Co Antrim mum sentenced to minimum of 20 years in prison for murder and attempted murder of sons

A Co Antrim woman has been sentenced to a minimum of 20 years in prison for the murder of her young son and the attempted murder of his baby brother.

The 42-year-old woman, who cannot be named for legal reasons, was sentenced at Belfast Crown Court after being convicted of the murder of her son, who was aged two years and 10 months, and the attempted murder of his 11-month-old brother.

She stabbed the children at a house on the outskirts of Larne, Co Antrim, in March 2020.

The woman originally pleaded not guilty to the offences and forwarded a defence of diminished responsibility at a trial earlier this year.

When that medical defence proved unsustainable after examination by medical experts, she changed her pleas to guilty on both counts.

The woman received an automatic life sentence for the murder charge.

Noting that the youngest child would also have died if it had not been for the intervention of the emergency services, on Tuesday judge Patricia Smyth also imposed a life sentence for the attempted murder.

Setting the tariff for the concurrent sentences, Judge Smyth told the woman she would spend a minimum of 20 years in prison before she could be considered for release on licence.

Judge Smyth acknowledged that the woman had a recognised personality disorder but noted the assessment of medical experts that the condition was a "possible but not likely" explanation for her actions.

The judge also highlighted a medical assessment that the woman had feigned symptoms of serious psychological illness in an attempt to sustain a defence of diminished responsibility.

"I do not accept that there is sufficient evidence to conclude that your culpability is lowered to any significant extent as a consequence of your mental abnormality," said the judge.

The judge said the case involved two young and vulnerable victims and the defendant's breach of trust was "exceptionally high".

The court previous heard that the woman placed pain relief patches on her children prior to the attacks.

The judge said: "These were savage attacks with a knife. No doubt these children would have suffered severe pain and distress, notwithstanding the application of the pain relief patches."

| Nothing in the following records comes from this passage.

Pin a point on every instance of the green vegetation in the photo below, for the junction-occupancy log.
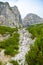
(35, 54)
(14, 62)
(5, 29)
(36, 30)
(11, 45)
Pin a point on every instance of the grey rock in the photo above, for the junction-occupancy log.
(31, 19)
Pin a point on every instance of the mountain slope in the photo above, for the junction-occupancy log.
(31, 19)
(9, 16)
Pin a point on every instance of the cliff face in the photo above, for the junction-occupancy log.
(31, 19)
(9, 16)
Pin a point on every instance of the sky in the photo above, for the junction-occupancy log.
(27, 6)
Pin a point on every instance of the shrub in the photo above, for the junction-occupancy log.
(11, 45)
(35, 54)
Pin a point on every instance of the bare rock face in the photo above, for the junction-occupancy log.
(31, 19)
(9, 16)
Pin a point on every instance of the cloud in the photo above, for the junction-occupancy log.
(28, 6)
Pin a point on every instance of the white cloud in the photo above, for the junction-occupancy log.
(28, 6)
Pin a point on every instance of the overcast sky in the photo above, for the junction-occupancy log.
(27, 6)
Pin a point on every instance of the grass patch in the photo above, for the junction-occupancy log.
(14, 62)
(36, 30)
(5, 29)
(35, 54)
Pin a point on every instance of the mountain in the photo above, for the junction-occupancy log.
(31, 19)
(9, 16)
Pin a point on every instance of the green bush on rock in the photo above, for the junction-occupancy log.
(35, 54)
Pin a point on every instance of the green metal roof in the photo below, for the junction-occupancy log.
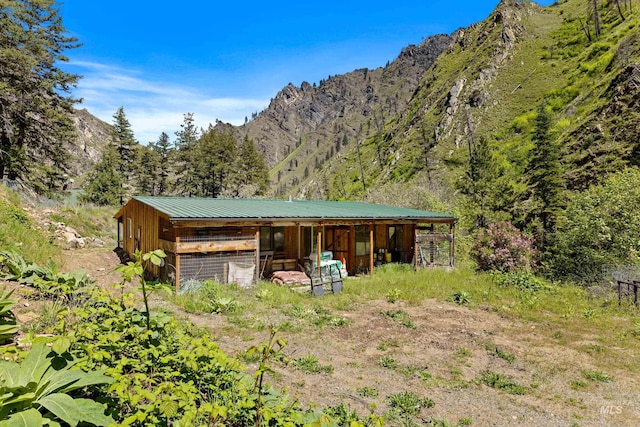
(192, 208)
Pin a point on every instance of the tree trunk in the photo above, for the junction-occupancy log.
(596, 17)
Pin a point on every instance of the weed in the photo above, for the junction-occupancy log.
(367, 392)
(402, 317)
(577, 384)
(393, 295)
(408, 404)
(309, 365)
(388, 362)
(597, 376)
(422, 373)
(504, 355)
(460, 297)
(500, 381)
(635, 332)
(462, 353)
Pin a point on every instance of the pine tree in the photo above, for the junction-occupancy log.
(251, 175)
(146, 171)
(479, 180)
(185, 157)
(105, 185)
(163, 151)
(215, 158)
(35, 112)
(544, 178)
(125, 143)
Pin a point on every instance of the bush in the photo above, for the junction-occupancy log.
(522, 280)
(600, 229)
(502, 247)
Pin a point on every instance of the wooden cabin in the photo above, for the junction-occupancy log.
(211, 238)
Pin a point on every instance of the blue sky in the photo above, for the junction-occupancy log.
(225, 60)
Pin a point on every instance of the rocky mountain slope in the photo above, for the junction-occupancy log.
(414, 120)
(490, 82)
(92, 134)
(305, 127)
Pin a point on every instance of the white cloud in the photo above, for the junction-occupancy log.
(153, 107)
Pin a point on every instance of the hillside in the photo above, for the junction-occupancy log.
(92, 134)
(306, 126)
(412, 121)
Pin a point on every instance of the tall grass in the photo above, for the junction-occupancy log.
(567, 314)
(18, 233)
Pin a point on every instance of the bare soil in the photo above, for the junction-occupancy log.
(441, 359)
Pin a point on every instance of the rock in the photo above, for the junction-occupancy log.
(68, 229)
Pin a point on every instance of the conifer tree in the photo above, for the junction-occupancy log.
(185, 157)
(479, 179)
(105, 184)
(125, 143)
(35, 110)
(216, 155)
(163, 157)
(126, 146)
(544, 178)
(146, 171)
(250, 176)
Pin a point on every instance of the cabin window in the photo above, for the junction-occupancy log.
(272, 239)
(120, 233)
(363, 242)
(310, 240)
(396, 238)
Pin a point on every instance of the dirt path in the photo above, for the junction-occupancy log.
(441, 358)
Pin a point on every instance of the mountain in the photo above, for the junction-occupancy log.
(304, 127)
(415, 120)
(92, 134)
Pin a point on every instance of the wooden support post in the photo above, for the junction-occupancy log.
(451, 243)
(371, 249)
(416, 248)
(319, 250)
(177, 266)
(299, 257)
(258, 270)
(432, 247)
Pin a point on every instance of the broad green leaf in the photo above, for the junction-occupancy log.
(87, 379)
(28, 418)
(72, 411)
(34, 365)
(10, 371)
(8, 329)
(53, 381)
(61, 344)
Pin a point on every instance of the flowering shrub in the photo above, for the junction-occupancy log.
(504, 248)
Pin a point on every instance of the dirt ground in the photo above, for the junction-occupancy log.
(440, 359)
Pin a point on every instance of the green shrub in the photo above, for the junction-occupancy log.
(47, 280)
(600, 228)
(460, 297)
(521, 280)
(8, 324)
(38, 390)
(502, 247)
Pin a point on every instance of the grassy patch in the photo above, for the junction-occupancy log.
(400, 316)
(19, 234)
(500, 382)
(309, 364)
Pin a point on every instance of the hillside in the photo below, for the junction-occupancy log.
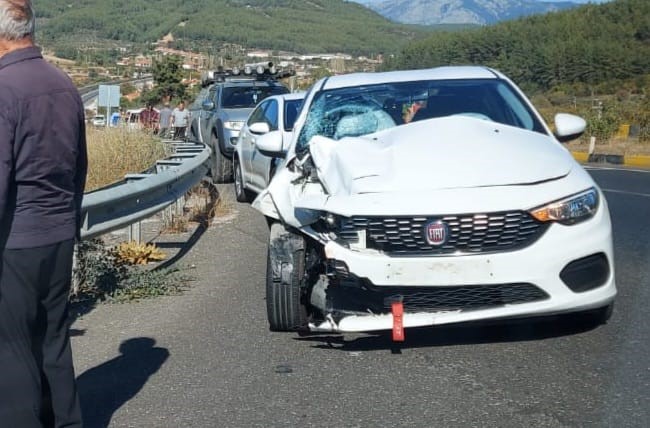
(482, 12)
(583, 47)
(292, 25)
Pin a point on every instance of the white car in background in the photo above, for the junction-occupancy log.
(271, 120)
(428, 197)
(98, 120)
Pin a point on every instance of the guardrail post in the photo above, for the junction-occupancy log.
(75, 269)
(135, 232)
(180, 203)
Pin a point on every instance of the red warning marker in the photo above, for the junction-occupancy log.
(397, 308)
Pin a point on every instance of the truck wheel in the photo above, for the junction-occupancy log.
(221, 169)
(241, 193)
(285, 280)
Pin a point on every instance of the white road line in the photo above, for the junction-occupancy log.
(605, 168)
(645, 195)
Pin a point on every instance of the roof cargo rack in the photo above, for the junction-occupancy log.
(258, 71)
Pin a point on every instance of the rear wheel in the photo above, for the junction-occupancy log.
(221, 168)
(285, 280)
(241, 193)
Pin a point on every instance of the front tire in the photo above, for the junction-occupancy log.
(241, 193)
(221, 168)
(285, 280)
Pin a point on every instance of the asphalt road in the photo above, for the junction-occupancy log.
(207, 359)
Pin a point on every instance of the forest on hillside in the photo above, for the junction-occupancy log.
(291, 25)
(590, 46)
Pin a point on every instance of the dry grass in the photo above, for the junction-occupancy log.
(614, 146)
(114, 152)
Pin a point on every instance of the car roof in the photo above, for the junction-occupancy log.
(439, 73)
(288, 97)
(247, 82)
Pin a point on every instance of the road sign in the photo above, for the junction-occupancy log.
(109, 96)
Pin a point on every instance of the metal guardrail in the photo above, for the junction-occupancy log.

The judge also rejected the woman's claim that she had been previously subjected to emotional abuse by the children's father.

"I am satisfied that there is no substance to your allegations of emotional abuse," she said.

"On the contrary, there is an abundance of evidence that it was you who exercised coercion and control within the relationship."

Detective Inspector Michelle Griffin said: “Police attended the scene, along with colleagues from the Ambulance Service and Air Ambulance NI, to find that, tragically, a young boy and baby had been stabbed.

“The boy, who was aged two years and eight months, had sustained two significant stab wounds – one to his neck and one to his chest – and was, sadly, pronounced dead that morning.

“The baby, who was just 11 months old, sustained similar injuries. Thankfully, he survived – having subsequently undergone a number of emergency surgeries.

“Distressingly, the little ones had been stabbed by their mother – a person who should, of course, have been caring and protecting.

“This is a case which will never be forgotten. A young and innocent life was taken, leaving a loving father and family distraught and truly heartbroken.

“Unfortunately, there is nothing – no words – that can undo this loss or ease their pain. And today, first and foremost, our thoughts are with them.”

Detective Inspector Griffin added: “This tragic case also brought to light an underlying element of domestic abuse.

"Throughout the case, the father of the children, along with a previous husband of the defendant, spoke of the controlling behaviour and emotional abuse that both had suffered at the hands of the defendant.

"Their distress was added to by allegations that the defendant herself had been the subject of domestic abuse, which were unsubstantiated.

“Domestic abuse is not just physical. It can happen to anyone and there shouldn’t be any stigma surrounding male victims.

"I want to encourage anyone who is being threatened, abused, controlled or intimidated by someone they live with, or are in a relationship with, to come forward. We will help you. We’ll listen to you and we will treat you with total respect and sensitivity.